Stavolta sul palco non ci sono bambini (e i supereroi) ad accompagnare Mr.Rain, al secolo Mattia Balardi, sul palco di Sanremo 2024. La sua Due Altalene è un brano che in comune con il ritrovato Mahmood urban ha gli inserti elettronici, i break, gli archi sotto formalina, l’autotune e il cantato un po’ rappato. L’attacco però è differente, ma solo per essere uguale a tanti altri ascoltati quest’anno. Si inizia piano dunque, al pianoforte. E fortunatamente poi non arriva la cassa in quattro d’ordinanza a compensarlo. In questo continuo concorrersi di déjà vu che è il festival della canzone italiana nell’era Amadeus, l’aggancio va ad Ultimo, che quest’anno manca ma è comunque presente, solo sotto mentite spoglie.
Di suo Mr.Rain, ci mette poco.

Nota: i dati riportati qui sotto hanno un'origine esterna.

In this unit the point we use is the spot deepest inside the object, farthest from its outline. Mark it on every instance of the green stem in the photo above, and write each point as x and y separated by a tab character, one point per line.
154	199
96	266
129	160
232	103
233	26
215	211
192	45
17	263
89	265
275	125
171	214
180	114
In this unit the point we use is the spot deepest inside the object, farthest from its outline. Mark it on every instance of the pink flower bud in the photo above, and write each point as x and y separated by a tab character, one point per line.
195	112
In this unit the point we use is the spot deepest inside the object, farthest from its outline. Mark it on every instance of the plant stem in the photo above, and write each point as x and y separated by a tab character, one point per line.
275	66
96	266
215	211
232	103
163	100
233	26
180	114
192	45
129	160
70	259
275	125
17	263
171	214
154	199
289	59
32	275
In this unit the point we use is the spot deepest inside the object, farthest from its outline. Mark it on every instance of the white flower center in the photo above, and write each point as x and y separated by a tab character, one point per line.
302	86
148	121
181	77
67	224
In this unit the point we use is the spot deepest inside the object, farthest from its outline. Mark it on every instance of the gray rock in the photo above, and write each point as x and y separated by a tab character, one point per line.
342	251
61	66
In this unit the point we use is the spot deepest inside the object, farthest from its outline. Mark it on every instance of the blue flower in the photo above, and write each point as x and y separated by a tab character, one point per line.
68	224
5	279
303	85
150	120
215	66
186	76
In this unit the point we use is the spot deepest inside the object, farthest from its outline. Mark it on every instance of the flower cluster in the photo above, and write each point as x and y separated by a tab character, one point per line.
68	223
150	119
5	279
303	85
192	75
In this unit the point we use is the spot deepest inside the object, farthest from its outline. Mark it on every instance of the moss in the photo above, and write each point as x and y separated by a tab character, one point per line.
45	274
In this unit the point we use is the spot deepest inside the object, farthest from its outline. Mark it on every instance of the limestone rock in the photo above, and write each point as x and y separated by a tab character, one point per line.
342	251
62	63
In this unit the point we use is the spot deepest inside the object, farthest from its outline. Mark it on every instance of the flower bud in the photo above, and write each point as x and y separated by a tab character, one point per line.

Anche perché a dirla tutta la ballata (it)pop in quota Pinguini Tattici Nucleari che si ascolta nel ritornello scritta assieme a Lorenzo Vizzini (questa volta niente Federica Abbate) di diverso rispetto a tante altre sentite di recente ha soltanto la tripla dose di sentimentalismo che già lo scorso anno gli avevano fatto guadagnare l’epiteto di cantauto-rapper di Comunione e Liberazione.
In altre parole, Due Altalene è la miglior kryptonite sul mercato per Sane e Consapevoli Libidini. E a cambiare più che i tempi è il target di mercato – i giovanissimi smartphone e streaming dipendenti – a cui queste musiche sono rivolte. Se in Supereroi il vero superpotere era l’amore, qui a vincere su tutto è la condivisione, unico mezzo possibile per superare i momenti negativi. Amen.